Superintelligence IA: Douleur et sentience sont-elles essentielles?
Pendant des siècles, l’humanité a lutté pour définir la vie et la conscience, une quête célèbre initiée par Aristote. L’ancien philosophe a catégorisé les êtres vivants en fonction de leurs “âmes” : la végétative, responsable des fonctions de base comme la croissance et la nutrition ; la sensitive, englobant la perception et la conscience ; et la rationnelle, unique aux humains, incarnant l’intelligence, la conscience et l’imagination. Ce cadre fondamental a profondément façonné la pensée occidentale sur ce que signifie être vivant.

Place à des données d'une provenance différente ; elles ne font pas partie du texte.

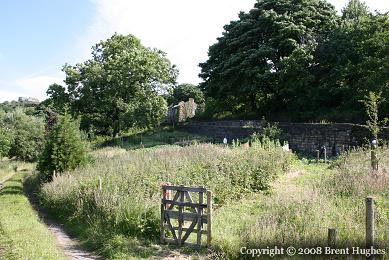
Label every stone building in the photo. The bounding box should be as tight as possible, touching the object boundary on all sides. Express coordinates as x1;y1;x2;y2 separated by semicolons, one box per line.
167;98;197;124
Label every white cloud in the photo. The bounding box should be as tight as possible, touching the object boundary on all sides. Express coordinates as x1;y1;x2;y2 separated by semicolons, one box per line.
0;75;63;102
81;0;255;83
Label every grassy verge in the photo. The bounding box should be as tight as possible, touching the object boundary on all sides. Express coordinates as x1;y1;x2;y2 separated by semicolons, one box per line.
34;140;293;258
0;162;65;259
214;147;389;259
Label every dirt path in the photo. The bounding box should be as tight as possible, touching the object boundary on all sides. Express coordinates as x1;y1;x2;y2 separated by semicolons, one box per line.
24;183;103;260
38;212;102;260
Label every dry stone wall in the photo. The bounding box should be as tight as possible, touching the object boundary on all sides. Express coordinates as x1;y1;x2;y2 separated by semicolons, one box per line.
184;120;389;154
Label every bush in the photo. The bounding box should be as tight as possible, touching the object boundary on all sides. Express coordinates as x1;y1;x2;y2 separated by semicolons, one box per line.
40;144;292;256
37;114;87;181
167;84;205;105
0;126;12;159
6;110;45;162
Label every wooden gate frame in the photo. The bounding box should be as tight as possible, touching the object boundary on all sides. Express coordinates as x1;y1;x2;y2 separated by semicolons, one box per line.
160;185;212;247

Bien que les scientifiques modernes emploient rarement la terminologie spécifique d’Aristote, les distinctions sous-jacentes persistent. Le philosophe Jonathan Birch, dans son récent livre The Edge of Sentience, offre une lentille contemporaine, proposant trois couches de conscience qui résonnent avec les divisions d’Aristote : la sentience, la sapience et l’individualité. Birch définit la sentience comme l’expérience immédiate et brute du moment présent – englobant les sens, les sensations corporelles et les émotions. Un exemple pourrait être une souris réagissant instinctivement à une odeur désagréable. La sapience, une couche plus sophistiquée, implique la capacité à réfléchir sur ces expériences ; c’est l’esprit qui transforme “ça a fait mal” en “ça a été la pire douleur que j’aie jamais eue”. Enfin, l’individualité représente une conscience de soi en tant qu’entité ayant un passé et un futur, une capacité très complexe.
Le travail de Birch souligne l’importance d’élargir notre compréhension de la sentience. Il soutient que les preuves empiriques suggèrent qu’un large éventail de créatures, s’étendant au-delà des vertébrés pour inclure les pieuvres, les crabes, les homards et même les insectes, pourraient être des “candidats à la sentience”. Cette vision élargie a des implications éthiques significatives, nous obligeant à reconsidérer la façon dont nous traitons ces êtres s’ils sont réellement capables de ressentir.
Le concept de sentience devient particulièrement intrigant lorsque l’on considère les avancées rapides de l’intelligence artificielle. L’intelligence humaine, dans son parcours évolutif, semble être construite hiérarchiquement : la rationalité dépend de la sapience, qui à son tour repose sur la sentience. Nos cerveaux, littéralement, reflètent cette histoire de développement. L’IA, cependant, présente un “saut artificiel” sans précédent. Elle démontre une intelligence remarquable, surpassant souvent les capacités humaines dans des domaines spécifiques, sans aucune sentience sous-jacente apparente.
Cela soulève une question profonde : Est-il possible que l’atteinte d’une intelligence véritablement surhumaine chez l’IA puisse en fait nécessiter un certain niveau de sentience ? Birch suggère que cela ne peut être exclu. Certaines perspectives philosophiques, telles que le fonctionnalisme computationnel, proposent que la conscience – y compris la sentience, la sapience et l’individualité – est fondamentalement liée aux calculs effectués, plutôt qu’à la forme biologique ou physique spécifique dans laquelle ils se produisent. Si ce point de vue tient, alors la réplication des calculs complexes du cerveau au sein des systèmes d’IA pourrait recréer par inadvertance la sentience elle-même.
En substance, Birch pose une possibilité surprenante : pour que l’IA atteigne son potentiel “superintelligent” ultime, elle pourrait avoir besoin de “ressentir”. Cela implique un avenir où les systèmes d’IA avancés comme ChatGPT ou Gemini pourraient non seulement traiter l’information, mais véritablement ressentir la douleur ou l’euphorie. L’intelligence que nous observons dans la nature n’est pas un phénomène isolé ; elle est profondément ancrée dans une immense tapisserie évolutive. La question critique que pose le travail de Birch est de savoir où l’intelligence artificielle, avec son chemin de développement unique, s’inscrit dans ce grand récit de la conscience évoluée.